Japanese officials advertise the decline in their foreign exchange reserves as evidence that they have been intervening in the markets to prop up the yen whenever it shows signs of weakening. They stress that their trade surplus is misleading. Japan, they note, pays out billions each year for services, which do not show up in those figures.
But Krause cites several examples on the other side of the ledger.
After reaching its lowest value of 278 to the dollar last November, the yen finally began to strengthen as Japanese became convinced that the decline in U.S. interest rates was more than a temporary development, and speculators began to contemplate a much larger Japanese trade surplus in 1983. But after the yen had gained some 20 percent in value, officials of the Bank of Japan quietly began talking about a cut in the Japanese discount rate, which had held steady at 51/2 per cent since December 1981.
Such a cut would help maintain the spread between U.S. and Japanese interest rates and make the dollar a continued good buy. According to Krause, these suggestions put the brakes on the yen's ascent, stalling it out at 235 to the dollar, where it has been ever since. (The Japanese discount rate remains at 51/2 percent.)
Now Tokyo is "awash with money," according to Krause. And as long as the banks have plenty of money to lend, the enormous pressures for Japanese interest rates to go lower are going to continue.

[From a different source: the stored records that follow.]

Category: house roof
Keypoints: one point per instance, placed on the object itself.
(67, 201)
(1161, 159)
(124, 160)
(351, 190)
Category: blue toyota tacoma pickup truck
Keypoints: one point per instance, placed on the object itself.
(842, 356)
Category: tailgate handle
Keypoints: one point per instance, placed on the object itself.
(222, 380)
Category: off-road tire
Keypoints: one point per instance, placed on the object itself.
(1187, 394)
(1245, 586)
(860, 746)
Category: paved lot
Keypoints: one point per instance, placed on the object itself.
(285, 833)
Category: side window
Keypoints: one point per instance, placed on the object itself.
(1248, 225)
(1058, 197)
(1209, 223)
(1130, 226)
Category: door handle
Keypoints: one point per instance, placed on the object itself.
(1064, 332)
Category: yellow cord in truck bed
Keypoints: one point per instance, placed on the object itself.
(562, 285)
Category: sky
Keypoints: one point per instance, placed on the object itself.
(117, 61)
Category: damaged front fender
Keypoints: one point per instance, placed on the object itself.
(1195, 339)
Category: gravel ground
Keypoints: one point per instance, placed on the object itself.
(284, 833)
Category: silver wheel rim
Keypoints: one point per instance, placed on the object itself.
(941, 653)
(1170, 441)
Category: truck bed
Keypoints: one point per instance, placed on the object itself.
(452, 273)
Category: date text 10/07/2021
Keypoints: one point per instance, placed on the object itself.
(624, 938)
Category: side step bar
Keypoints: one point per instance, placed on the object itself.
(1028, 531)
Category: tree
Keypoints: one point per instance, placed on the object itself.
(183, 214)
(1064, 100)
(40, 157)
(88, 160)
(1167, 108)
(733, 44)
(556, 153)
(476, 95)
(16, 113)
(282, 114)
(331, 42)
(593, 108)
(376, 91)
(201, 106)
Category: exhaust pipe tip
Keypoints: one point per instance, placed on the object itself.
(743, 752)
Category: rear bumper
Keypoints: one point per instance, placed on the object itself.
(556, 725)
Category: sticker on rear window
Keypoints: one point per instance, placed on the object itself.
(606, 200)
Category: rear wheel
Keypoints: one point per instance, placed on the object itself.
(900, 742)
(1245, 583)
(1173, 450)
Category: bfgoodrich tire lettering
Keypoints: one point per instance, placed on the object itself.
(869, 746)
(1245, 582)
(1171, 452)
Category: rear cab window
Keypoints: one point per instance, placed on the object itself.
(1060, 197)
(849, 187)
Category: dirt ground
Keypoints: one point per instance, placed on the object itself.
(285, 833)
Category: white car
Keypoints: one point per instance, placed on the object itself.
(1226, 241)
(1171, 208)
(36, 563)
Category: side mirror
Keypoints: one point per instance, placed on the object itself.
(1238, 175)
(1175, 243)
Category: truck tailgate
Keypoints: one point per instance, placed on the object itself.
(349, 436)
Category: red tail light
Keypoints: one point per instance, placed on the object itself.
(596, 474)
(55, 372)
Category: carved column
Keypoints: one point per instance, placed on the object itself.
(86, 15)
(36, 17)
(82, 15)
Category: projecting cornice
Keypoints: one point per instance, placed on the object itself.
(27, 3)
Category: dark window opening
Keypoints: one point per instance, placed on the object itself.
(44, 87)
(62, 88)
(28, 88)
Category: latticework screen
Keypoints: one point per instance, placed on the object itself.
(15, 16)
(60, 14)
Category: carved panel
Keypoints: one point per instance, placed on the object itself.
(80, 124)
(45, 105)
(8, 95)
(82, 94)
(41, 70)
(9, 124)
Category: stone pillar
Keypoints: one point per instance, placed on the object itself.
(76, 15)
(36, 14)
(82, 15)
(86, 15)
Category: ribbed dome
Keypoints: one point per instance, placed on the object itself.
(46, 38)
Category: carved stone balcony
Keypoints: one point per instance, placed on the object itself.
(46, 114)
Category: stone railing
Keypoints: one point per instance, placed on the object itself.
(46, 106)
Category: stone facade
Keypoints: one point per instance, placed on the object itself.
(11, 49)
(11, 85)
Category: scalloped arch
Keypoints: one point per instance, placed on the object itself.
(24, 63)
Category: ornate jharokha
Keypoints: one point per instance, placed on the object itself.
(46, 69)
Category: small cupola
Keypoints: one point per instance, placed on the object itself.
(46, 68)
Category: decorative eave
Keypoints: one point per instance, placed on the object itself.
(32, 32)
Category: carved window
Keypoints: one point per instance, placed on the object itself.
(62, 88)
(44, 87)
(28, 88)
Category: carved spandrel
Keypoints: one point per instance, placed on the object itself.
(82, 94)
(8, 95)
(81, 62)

Another unhelpful step, in Krause's view, was the Bank of Japan's removal of restrictions on the purchase of some foreign bonds by Japanese, as of Jan. 1. That kept money flowing out of yen and into U.S. securities.
U.S. financial experts say there is plenty the Japanese government could do to knock another 20 percent off the value of the yen. Rimmer De Vries, senior vice president of Morgan Guaranty Trust Co., points out that the Japanese government could delay reducing its budget deficit and increase government spending to stimulate Japan's stagnating economy. The resulting government borrowing would prop up Japanese interest rates by soaking up some of the money that is inundating Tokyo's financial community.
Plenty of Japanese would like to see a currency realignment. These include manufacturers that pay out expensive dollars for oil and raw materials, and sophisticated Japanese Trilateralists who are fearful of a worldwide backlash against the tidal wave of Japanese exports. But they haven't been strong enough to sway their government.
Strengthening the yen would not end U.S. trade frictions with Japan. The special U.S. problems with Japan go deeper. A dollar that is considered overvalued in relation to the French franc and German mark hasn't prevented the United States from running large trade surpluses with those European countries. So factors other than exchange rates must be at work in the U.S.--Japan trade wars. If and when the yen strengthens, Japanese companies may opt to maintain their exporting drive and swallow the losses while they keep gaining markets.
But a realignment is needed to prevent more serious political tensions between the two countries. The 1982 U.S. trade deficit with Japan was $16.7 billion -- in the middle of the worst recession in years. If the U.S. economy recovers, the deficit could go much higher in 1983 as freer-spending Americans buy even more Japanese goods.
That kind of surplus is supposed to be self- correcting. As Japanese companies convert the dollars they earn here back into yen to do business at home, the yen should strengthen, helping U.S. exporters.
But in the continued absence of concerted action by Tokyo and Washington, other forces (such as a new round of higher U.S. interest rates) could prevent the correction and keep the dollar inflated.
That is why, in the face of government inaction, yen populism may not be all that far-fetched. If converting the family savings into yen would help force the price of the Japanese currency up to where American industry can survive, it might just be worth a case of speculator's nerves.
If giant multinational companies who have been losing out to Japan's industry don't have theeheart for this kind of plunge, maybe the man on the street will have to lead the way.